If Hillary Clinton were truly interested in fighting the GOP "war on women" she should come to Boston and watch the local news.
She could then declare victory, dictate a peace plan, and go home.
The women won the war. The men of television news, weather and sports -- except for a token here and there -- have been confronted, beaten and vanquished.
Talk about an extinct species. The next time you see a man commanding a television anchor desk early in the morning, take a picture. He will probably be replaced tomorrow, and your kids might appreciate it as a piece of history.
The days of Tom, Dick & Harry manning the early morning anchor desks on television news shows are over. They have been replaced by Kim, Kate & Kerry. But before you complain, consider that it might be for the better. Not only are the women of television news more articulate, they are awake, better dressed and more attractive.

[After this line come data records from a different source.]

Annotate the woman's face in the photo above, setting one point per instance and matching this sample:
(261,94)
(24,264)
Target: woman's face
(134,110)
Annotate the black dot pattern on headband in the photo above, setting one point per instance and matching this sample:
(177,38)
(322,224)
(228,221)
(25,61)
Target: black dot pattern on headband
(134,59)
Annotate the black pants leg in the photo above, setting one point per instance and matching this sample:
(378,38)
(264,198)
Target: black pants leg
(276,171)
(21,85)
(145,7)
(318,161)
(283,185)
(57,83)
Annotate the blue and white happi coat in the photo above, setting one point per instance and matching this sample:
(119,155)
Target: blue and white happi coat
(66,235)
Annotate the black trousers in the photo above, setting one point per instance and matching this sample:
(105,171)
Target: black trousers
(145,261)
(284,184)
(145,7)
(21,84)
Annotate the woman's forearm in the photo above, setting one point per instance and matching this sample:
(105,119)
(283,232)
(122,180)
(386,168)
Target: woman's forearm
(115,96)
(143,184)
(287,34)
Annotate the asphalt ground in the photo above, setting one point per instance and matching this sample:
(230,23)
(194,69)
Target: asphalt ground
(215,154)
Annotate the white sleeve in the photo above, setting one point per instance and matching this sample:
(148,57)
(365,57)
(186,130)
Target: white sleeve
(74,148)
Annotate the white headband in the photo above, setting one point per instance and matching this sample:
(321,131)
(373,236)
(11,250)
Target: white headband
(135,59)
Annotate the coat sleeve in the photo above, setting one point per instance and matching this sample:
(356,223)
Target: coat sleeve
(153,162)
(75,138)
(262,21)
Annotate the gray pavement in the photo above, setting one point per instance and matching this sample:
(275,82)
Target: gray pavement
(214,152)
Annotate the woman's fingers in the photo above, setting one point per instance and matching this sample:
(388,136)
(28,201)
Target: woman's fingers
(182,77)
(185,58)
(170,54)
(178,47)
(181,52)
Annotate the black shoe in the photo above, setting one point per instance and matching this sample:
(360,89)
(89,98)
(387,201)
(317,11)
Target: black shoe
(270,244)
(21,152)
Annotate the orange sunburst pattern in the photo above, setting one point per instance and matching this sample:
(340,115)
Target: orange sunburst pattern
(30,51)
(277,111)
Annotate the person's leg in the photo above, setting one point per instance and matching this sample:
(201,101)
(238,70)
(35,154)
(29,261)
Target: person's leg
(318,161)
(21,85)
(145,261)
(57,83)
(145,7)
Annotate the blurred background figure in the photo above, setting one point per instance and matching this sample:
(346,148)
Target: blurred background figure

In the old days the news director would worry about Tom, Dick & Harry even showing up in the early morning, and if he did, the news director had to worry about whether he had a hangover, since he always looked as though he had slept in his clothes.
You see, many of those early television reporters came not from television finishing school, but from the school of hard knocks, which was the newspaper business. And some of them, unfortunately, brought with them the bad habits of the newspaper trade, which was hanging out in bars too often and often too long.
Those worries are gone. Now the women of early morning television news come to work all fired up and ready to go. How they do it is anybody's guess. They have go to bed early, get up around 3 a.m., get to the station by 4 a.m., and be on the air at 4.30 a.m. That is about the time that Tom, Dick & Harry used to go to bed.
And then, not only are Kim, Kate & Kerry alert and perky, but they are fashionably dressed and coiffed, looking as though they are going out for cocktails, dinner and a show after the news broadcast.
So it's no wonder the women won, as they are winning everywhere, which means that the issue of the GOP "war on women" is as phony as an issue can be. Still, that is not stopping Hillary Clinton from making her attack on the so called Republican "war on women" a major part of her unannounced candidacy for president.
The former secretary of state has a new book coming out -- timed for the 2016 election -- in which she warns that "the clock is turning back" on gains women have made in the U.S., and that women's rights must be emphasized in the future.
She is also a contributor to a new report released last week by activist Maria Shriver and the liberal Center for American Progress on women in which she writes that fighting for women's rights is not a luxury but "a core imperative" for every society.
Clinton, it will be recalled, last year launched her "No Ceilings" project which, based on her husband Bill Clinton's Global Initiative, seeks to harness private resources to measure the progress women have made in various societies and to "bring abuses out of the shadows."
The project is being framed around the 20th anniversary in 2015 of the United Nations fourth Conference on Women in Beijing, a conference she attended as first lady.
This is all to the good. No one should be discriminated against because of their gender or race or religion.
But in Clinton's case it is more like a Democratic Party "war on men" than a GOP "war on women."
Hillary Clinton needs a big female voter turnout to be elected president, should she be the party nominee, because men are less inclined to support her. And if women are being held back, as she says, obviously it is men doing it, Republican men. Republican men are "warring" on women, she says. It is silly, but in this dumbed-down age, it works.
It is true that her presidential candidacy would be historic. It is also true that the establishment media, which savaged her in 2008 to make way for Barack Obama, will return to the fold and support her in 2016. Back then, among reporters and Democrats (same thing), being a black candidate for president trumped being a woman running for president.
Hillary will still need a strong women's vote to be elected.
So far she has it. Just watch the morning news.